I wanted to write this post during the last week of school, but I’ll be completely honest: I was too tired. Once school officially ended, I kept telling myself “Tomorrow”. Again: I didn’t get around to it. Then, last week, one of those #edugurus tweeted that summer work packets were a waste of time. Needless to say, lots of teachers and teacher-parents chimed-in. Of course, I commented because I sent home packets with some of my students.
This past year I worked in a middle school, where the Hispanic student population is close to 50% of the school; I believe almost all of them speak both Spanish and English. What does that mean? It is likely their parents speak very little English or none at all. The students with an older sibling in the home have someone who can help with homework and translate for school matters. Those who are the oldest child in the home may have a harder time finding someone to help. These are things shared with me by both students and parents at meetings, in emails or texts; the latter two done through some translation app. Now, consider all of this in conjunction with having a diagnosed Learning Disability.

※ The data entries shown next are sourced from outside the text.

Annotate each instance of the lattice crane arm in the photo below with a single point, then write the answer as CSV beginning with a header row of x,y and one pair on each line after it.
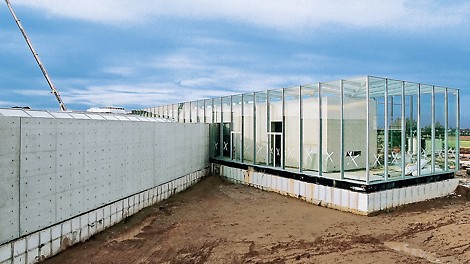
x,y
36,56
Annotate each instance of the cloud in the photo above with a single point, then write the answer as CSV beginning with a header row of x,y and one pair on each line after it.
x,y
276,14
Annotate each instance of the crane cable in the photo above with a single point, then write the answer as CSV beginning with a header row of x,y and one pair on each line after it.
x,y
36,56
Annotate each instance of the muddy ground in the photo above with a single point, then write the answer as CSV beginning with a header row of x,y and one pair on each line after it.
x,y
219,222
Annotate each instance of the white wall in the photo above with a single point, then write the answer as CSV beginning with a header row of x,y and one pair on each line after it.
x,y
55,169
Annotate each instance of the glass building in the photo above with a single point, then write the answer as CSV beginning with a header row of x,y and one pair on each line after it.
x,y
365,130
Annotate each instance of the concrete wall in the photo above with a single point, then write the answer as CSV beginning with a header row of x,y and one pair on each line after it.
x,y
55,169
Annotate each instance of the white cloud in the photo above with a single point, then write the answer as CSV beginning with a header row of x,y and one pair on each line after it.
x,y
7,104
278,14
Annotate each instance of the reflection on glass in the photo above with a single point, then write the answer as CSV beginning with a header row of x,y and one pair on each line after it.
x,y
292,128
310,128
365,129
261,150
248,128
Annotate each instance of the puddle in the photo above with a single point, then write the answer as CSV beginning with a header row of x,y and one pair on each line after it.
x,y
405,248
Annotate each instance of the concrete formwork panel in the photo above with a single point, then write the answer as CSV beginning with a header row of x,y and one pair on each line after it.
x,y
9,177
69,166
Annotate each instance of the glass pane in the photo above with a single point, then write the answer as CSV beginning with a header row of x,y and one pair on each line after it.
x,y
275,128
394,122
310,128
236,130
439,127
331,129
355,129
292,127
248,128
377,128
261,128
411,128
226,126
453,132
426,129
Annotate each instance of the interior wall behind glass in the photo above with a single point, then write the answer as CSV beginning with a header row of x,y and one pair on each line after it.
x,y
439,126
226,126
331,128
453,131
292,127
411,129
394,123
377,132
248,128
355,130
236,131
426,129
261,129
310,128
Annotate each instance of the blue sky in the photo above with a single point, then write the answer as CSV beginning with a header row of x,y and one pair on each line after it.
x,y
145,53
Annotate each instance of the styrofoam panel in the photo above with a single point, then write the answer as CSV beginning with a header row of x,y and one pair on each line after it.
x,y
408,195
328,194
336,196
395,197
353,200
296,189
383,200
21,259
322,193
345,198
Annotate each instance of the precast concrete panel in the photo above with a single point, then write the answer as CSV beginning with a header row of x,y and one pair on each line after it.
x,y
9,177
69,166
37,213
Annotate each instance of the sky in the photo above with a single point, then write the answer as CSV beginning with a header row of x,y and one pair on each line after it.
x,y
138,54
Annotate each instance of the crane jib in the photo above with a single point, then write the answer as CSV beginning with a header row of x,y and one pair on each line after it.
x,y
36,56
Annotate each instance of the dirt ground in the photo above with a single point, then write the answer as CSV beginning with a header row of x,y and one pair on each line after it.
x,y
219,222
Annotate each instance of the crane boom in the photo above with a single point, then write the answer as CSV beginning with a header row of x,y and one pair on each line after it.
x,y
36,56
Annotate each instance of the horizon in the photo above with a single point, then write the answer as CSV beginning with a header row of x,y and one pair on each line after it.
x,y
138,55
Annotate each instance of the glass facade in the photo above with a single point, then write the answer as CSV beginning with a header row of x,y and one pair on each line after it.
x,y
366,129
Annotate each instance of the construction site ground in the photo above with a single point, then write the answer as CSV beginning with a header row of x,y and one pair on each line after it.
x,y
219,222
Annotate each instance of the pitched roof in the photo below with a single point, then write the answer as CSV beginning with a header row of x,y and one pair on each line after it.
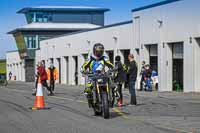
x,y
155,5
64,9
54,27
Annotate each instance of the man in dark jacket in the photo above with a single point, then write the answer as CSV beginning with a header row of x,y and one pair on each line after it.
x,y
132,76
119,78
142,75
43,77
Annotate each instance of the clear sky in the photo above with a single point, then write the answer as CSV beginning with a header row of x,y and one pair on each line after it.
x,y
120,11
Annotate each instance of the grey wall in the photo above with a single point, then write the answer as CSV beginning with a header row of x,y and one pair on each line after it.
x,y
97,18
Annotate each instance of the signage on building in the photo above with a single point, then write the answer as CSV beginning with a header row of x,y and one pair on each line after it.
x,y
21,45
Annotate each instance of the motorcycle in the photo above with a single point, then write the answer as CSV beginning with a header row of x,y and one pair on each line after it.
x,y
100,98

I know my students. I know their families. More importantly, I watched my students go from refusing to do any classwork/homework to being eager to complete it and submit it. It’s amazing how kids’ attitudes towards work change once they understand something. Because of the growth in confidence and understanding, I wanted to ensure that those who had to work harder for small gains, did not forget what they learned. I chose to give summer packets because some of my students need opportunities to continue practicing those skills without ‘needing’ help.
Because of that, I changed my mind: I am not going to defend providing summer packets. I am writing this so another teacher doesn’t second-guess their decision to provide their students with practice opportunities during the summer. Do what you believe is best for your students.